Ainsi l’amélogenèse débute en présence de prédentine/dentine après la disparition de la membrane basale, la différenciation des améloblastes nécessitant la présence d’odontoblastes fonctionnels [19,39]. Les améloblastes sécrètent alors l’émail dentaire et participent à la minéralisation. Ils permettent le retrait de matière organique en particulier les protéines de l’émail ou EMPs (type amélogénines, améloblastine, énaméline, dentine phosphoprotein). Les améloblastes sécrètent la métalloprotéinase 20 (MMP20, également appelée énamelysine) au stade sécrétoire et la kallicréine 4 (KLK4) au stade de la maturation afin de cliver et de supprimer des protéines telles que l’amelogénine (AMEL) et l’enaméline (ENAM), avant que la matrice de l’émail ne soit entièrement minéralisée. Ainsi, la protéine ENAM clivée par MMP20 pendant la phase sécrétoire servirait d’agents de nucléation pour la formation de cristaux d’hydroxyapatite polysubstituée ou PAH. D’autres analyses ont démontré que le clivage de AMEL serait altéré chez les souris déficientes en MMP20 et que l’AI hypomature chez les souris KO pour KLK4 serait caractérisée par une retenue significative de ENAM dans la matrice d’émail mature [15]. La croissance des cristaux d’émail implique une balance entre l’acidification et la neutralisation du pH de l’émail immature, et l’élimination des fragments protéiques.
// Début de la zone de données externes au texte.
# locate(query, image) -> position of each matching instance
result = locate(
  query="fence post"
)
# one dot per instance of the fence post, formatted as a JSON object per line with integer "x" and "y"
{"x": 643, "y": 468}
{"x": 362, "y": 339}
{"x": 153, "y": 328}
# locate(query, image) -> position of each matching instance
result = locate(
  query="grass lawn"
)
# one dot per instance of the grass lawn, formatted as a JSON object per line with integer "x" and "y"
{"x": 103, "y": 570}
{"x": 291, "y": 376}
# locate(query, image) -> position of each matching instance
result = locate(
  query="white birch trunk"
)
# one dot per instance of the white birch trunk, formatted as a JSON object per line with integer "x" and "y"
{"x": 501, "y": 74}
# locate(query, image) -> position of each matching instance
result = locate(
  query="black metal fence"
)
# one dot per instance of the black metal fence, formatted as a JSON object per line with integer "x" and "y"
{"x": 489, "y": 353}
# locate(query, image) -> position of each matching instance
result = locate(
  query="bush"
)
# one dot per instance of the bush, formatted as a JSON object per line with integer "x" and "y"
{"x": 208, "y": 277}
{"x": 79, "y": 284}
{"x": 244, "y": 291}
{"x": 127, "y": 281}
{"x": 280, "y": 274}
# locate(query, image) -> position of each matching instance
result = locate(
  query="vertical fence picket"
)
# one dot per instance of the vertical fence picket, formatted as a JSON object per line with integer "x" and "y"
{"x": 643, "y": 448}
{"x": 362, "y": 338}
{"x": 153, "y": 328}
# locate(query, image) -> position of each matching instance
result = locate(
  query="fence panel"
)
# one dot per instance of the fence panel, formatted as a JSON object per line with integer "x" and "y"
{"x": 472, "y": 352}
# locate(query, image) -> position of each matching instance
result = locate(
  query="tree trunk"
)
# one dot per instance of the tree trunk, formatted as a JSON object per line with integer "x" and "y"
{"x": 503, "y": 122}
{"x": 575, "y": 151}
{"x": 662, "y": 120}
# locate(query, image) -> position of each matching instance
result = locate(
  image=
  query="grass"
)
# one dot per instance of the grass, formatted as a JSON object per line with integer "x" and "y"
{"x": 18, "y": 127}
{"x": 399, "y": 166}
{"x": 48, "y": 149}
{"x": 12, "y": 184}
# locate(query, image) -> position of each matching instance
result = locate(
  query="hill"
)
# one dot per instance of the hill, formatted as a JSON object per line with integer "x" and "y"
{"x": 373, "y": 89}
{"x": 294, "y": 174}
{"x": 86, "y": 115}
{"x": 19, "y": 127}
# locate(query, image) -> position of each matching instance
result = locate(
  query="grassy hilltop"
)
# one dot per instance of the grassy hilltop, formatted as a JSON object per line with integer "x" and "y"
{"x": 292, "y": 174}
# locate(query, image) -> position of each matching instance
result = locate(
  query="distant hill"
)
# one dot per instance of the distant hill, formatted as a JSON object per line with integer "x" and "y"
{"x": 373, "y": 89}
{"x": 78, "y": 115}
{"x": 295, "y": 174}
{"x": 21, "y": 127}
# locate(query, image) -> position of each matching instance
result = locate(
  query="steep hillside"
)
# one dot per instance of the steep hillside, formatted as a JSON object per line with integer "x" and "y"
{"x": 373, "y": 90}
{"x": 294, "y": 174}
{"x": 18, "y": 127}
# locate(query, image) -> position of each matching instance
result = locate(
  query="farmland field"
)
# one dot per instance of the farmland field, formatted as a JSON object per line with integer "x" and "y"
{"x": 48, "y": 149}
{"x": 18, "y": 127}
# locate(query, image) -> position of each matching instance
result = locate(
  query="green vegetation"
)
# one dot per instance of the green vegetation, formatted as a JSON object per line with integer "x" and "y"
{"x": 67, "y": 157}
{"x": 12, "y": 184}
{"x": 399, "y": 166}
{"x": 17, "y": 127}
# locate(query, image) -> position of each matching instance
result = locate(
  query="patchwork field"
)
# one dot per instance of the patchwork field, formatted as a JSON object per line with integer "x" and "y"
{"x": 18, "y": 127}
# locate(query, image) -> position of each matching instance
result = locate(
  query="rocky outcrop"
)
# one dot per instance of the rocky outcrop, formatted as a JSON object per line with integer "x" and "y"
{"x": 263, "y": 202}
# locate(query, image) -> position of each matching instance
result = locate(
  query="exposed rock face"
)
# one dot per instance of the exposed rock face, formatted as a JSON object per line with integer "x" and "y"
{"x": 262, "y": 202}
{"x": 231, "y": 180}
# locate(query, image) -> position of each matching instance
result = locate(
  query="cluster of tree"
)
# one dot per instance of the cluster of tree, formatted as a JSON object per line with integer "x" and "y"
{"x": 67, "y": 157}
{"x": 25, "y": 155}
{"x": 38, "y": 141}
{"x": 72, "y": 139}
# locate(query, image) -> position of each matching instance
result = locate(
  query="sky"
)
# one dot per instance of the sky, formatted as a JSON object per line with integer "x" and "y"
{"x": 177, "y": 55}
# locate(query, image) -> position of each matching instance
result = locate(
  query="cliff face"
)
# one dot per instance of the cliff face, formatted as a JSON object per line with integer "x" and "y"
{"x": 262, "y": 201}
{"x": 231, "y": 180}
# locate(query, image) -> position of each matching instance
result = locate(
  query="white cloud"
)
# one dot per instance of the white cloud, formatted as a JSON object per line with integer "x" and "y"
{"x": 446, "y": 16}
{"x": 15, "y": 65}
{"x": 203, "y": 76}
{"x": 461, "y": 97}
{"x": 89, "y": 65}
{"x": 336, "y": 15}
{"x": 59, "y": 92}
La croissance des cristaux ne peut se faire que si les nanosphères d’amélogénine sont éliminées par l’activité protéolytique de la MMP20, enzyme produite en grande quantité pendant la phase de maturation. Cette activité protéolytique dépend essentiellement des valeurs du pH dans la matrice. Ainsi, le développement de l’émail comprend deux grandes étapes : la phase sécrétoire et la maturation. Dans la phase sécrétoire, les améloblastes synthétisent et sécrètent de nombreuses protéines de structure de la matrice de l’émail (EMPs). Cette dernière, pendant la phase sécrétoire, est maintenue à un pH proche de la neutralité (pH d’environ 7.2) [21], dans un environnement riche en protéines, ce qui permet sa minéralisation concomitante et un procédé de clivage des EMPs en particulier par la MMP20. Tous ces résultats démontrent que le traitement des protéines de matrice de l’émail par MMP20 et KLK4 est essentiel au processus normal d’amélogenèse.
Définition
L’amélogenèse imparfaite (AI) appartient à un groupe d’anomalies du développement dentaire, aussi connues sous le terme de dysplasies héréditaires, qui affectent le génome de l’individu et concernent au moins un des stades de l’amélogenèse. L’AI se présente généralement comme un trouble héréditaire ayant une influence sur les dentures temporaire et permanente. D’abord identifiée en 1890, la nette distinction entre l’AI et la dentinogenèse imparfaite n’a cependant été faite qu’en 1938 par Finn [1].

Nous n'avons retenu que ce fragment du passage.